Once more Peter nodded his head. Jerry Muskrat, who was sitting on the Big Rock, listening, winked at Peter, and Peter winked back. Then he made himself comfortable and prepared not to miss a word of Grandfather Frog's story.

"You must know, Peter, that a long time ago when the world was young, there was a time when there was no winter," began Grandfather Frog. "That was before the hard times of which I have told you before. Everybody had plenty to eat, and everybody was on the best of terms with all his neighbors. Then came the hard times, and the beginning of the hard times was the coming of rough Brother North Wind and Jack Frost. Their coming made the first winter. It wasn't a very long or a very hard winter, but it was long enough and hard enough to make a great deal of discomfort, particularly for those little people who lived altogether on tender young green plants. Yes, Sir, it certainly was hard on them. Some of them nearly starved to death that first winter, short as it was. Old Mr. Chuck, who, of course, wasn't old then, was one of them. By the time the tender, young, green things began to grow again, he was just a shadow of what he used to be. He was so thin that sometimes he used to listen to see if he couldn't hear his bones rattle inside his skin.

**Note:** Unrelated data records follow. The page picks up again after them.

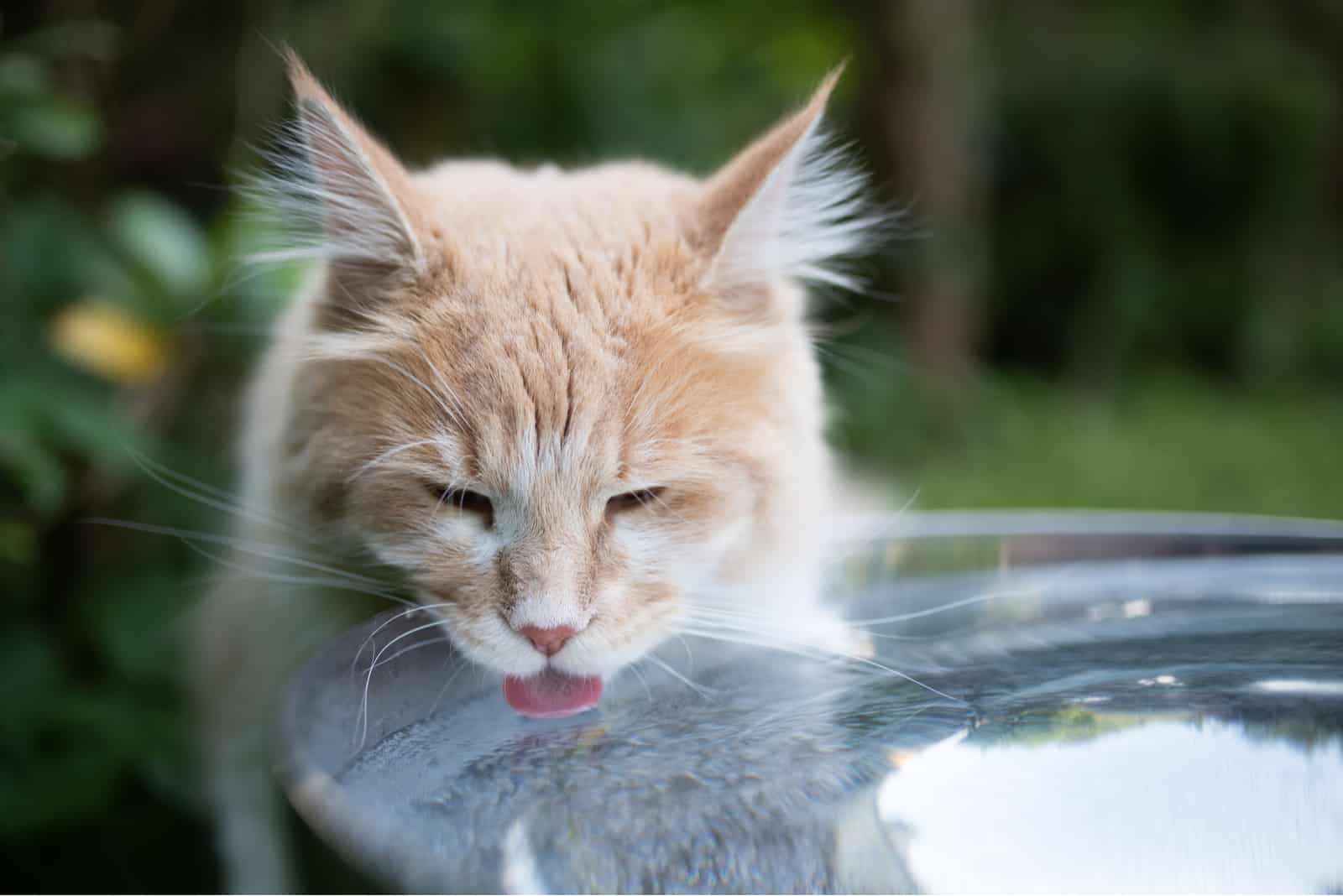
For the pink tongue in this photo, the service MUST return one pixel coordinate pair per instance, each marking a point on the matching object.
(552, 695)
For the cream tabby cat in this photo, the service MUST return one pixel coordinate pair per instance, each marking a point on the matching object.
(570, 409)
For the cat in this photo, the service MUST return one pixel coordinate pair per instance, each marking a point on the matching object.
(570, 414)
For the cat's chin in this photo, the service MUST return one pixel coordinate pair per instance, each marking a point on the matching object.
(552, 695)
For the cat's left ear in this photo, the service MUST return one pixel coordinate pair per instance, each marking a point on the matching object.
(786, 207)
(346, 188)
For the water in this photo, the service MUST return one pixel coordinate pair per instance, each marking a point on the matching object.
(1115, 718)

"Of course he couldn't, but he was quite sure that when the wind blew, it went right through him. At last warm weather returned, just as it does now every summer, and once more there was plenty to eat. Some of the little people seemed to forget all about the hard times of the cold weather, but not Mr. Chuck. He had been too cold and too hungry to ever forget. Of course, with plenty to eat, he soon grew fat and comfortable again, but all the time he kept thinking about the terrible visit of rough Brother North Wind and Jack Frost and wondering if they would come again. He talked about it with his neighbors but most of them laughed and told him that he was borrowing trouble, and that they didn't believe that Brother North Wind and Jack Frost ever would come again.

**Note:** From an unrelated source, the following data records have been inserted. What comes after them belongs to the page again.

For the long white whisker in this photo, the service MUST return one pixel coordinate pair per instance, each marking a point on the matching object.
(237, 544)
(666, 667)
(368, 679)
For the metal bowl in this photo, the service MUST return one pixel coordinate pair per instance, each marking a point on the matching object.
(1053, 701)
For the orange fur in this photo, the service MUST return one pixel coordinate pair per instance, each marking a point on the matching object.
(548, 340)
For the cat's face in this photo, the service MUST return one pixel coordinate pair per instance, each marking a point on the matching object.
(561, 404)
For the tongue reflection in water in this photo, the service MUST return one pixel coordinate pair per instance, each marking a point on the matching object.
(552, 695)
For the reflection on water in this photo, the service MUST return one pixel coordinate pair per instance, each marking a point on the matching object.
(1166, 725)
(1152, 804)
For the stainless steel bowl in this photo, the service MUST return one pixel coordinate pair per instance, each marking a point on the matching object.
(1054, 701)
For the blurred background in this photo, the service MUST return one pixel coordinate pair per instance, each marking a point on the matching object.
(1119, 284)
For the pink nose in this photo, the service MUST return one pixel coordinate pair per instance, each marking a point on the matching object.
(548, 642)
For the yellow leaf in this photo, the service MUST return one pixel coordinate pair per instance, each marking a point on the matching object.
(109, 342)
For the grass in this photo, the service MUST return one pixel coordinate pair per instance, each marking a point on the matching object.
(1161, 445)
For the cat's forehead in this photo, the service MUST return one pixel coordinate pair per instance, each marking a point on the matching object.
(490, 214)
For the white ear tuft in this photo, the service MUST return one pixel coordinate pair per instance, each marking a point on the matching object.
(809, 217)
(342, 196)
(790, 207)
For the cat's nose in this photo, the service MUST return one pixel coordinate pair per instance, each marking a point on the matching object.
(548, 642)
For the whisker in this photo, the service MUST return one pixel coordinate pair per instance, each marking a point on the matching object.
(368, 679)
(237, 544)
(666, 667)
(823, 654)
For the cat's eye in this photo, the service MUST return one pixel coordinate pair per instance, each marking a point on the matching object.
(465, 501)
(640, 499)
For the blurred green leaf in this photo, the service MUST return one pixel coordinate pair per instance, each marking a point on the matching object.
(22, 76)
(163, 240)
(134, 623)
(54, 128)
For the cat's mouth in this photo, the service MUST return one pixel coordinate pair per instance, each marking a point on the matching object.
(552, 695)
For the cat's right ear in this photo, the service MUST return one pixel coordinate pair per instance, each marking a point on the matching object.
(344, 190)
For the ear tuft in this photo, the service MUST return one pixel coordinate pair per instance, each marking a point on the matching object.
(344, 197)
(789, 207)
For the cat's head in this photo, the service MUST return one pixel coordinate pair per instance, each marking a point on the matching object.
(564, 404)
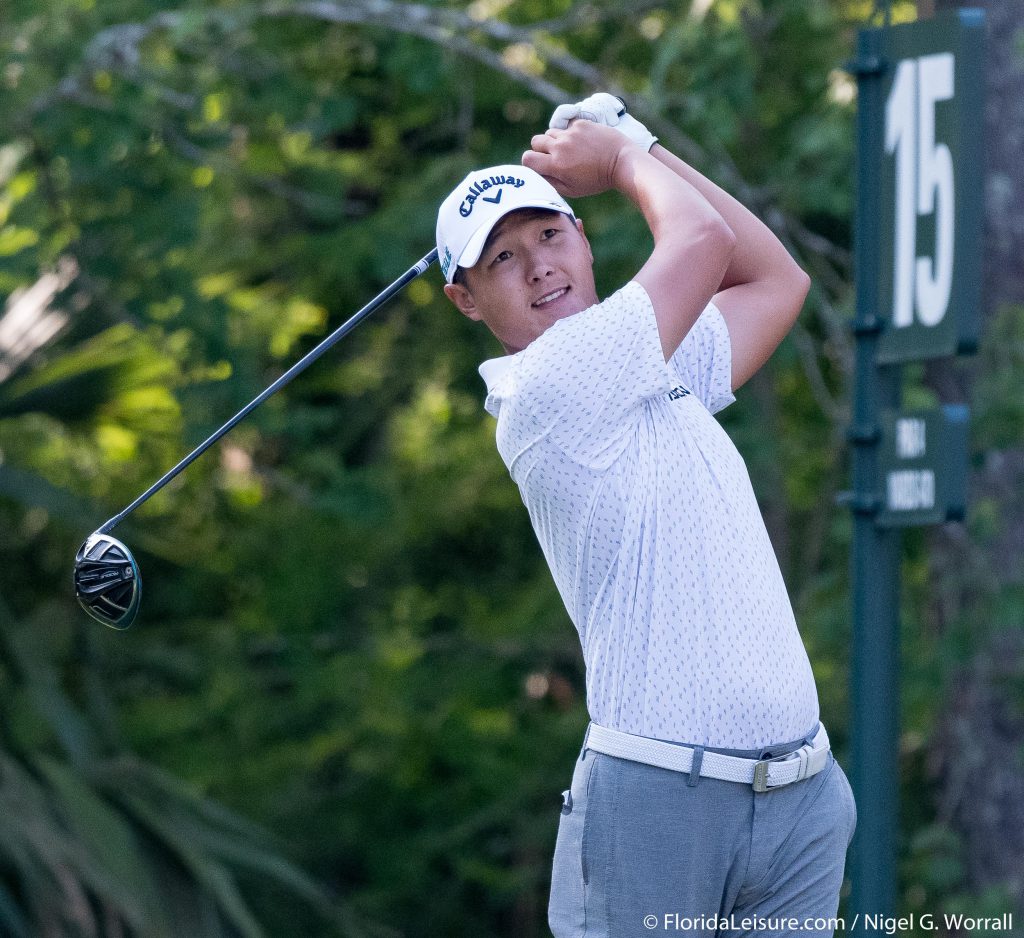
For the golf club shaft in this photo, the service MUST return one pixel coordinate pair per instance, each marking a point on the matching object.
(299, 367)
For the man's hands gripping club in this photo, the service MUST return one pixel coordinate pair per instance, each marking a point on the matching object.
(582, 160)
(692, 243)
(607, 110)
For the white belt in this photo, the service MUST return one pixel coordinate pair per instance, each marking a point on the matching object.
(762, 774)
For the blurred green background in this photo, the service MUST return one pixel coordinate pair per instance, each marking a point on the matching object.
(353, 695)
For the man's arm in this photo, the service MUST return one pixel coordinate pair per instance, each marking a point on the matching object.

"So after a while Mr. Chuck kept his thoughts to himself and went about his business as usual. But all the time he was turning over and over in his mind the possibility of another period of cold and starvation and trying to think of some way to prepare for it. He didn't once think of going to Old Mother Nature and begging her to take care of him, for he was very independent, was Mr. Chuck, and believed that those are best helped who help themselves. So he kept studying and studying how he could live through another cold spell, if it should come.

"'I haven't got as thick a fur coat as Mr. Mink or Mr. Otter or Mr. Squirrel or some others, and I can't run around as fast as they can, so of course I can't keep as warm,' said he to himself, as he sat taking a sun-bath one day. 'I must find some other way of keeping warm. Now I don't believe the cold can get very deep down in the ground, so if I build me a house way down deep in the ground, it always will be comfortable. Anyway, it never will be very cold. I believe that is a good idea. I'll try it at once.'

"So without wasting any time, Mr. Chuck began to dig. He dug and he dug and he dug. When his neighbors grew curious and asked questions, he smiled good-naturedly and said that he was trying an experiment. When he had made a long hall which went down so deep that he was quite sure that Jack Frost could not get down there, he made a bedroom and put in it a bed of soft grass. When it was finished, he was so pleased with it that he retired to it every night as soon as the sun went down and didn't come out again until morning.

"'Anyway, I won't freeze to death,' said he. Then he sighed as he remembered how hungry, how terribly hungry he had been. 'Now if only I can think of some way to get food enough to carry me through, I'll be all right.'

"At first he thought of storing up food, but when he tried that, he soon found that the tender green things on which he lived wouldn't keep. They shriveled and dried, so that he couldn't eat them at all. He was still trying to think of some plan when Old Mother Nature sent warning that rough Brother North Wind and Jack Frost were coming again. Mr. Chuck's heart sank. He thought of how soon all the tender green things would disappear. Right then an idea was born in Mr. Chuck's head. He would eat all he could while he could, and then he would go down into his bedroom and sleep just as long as he could!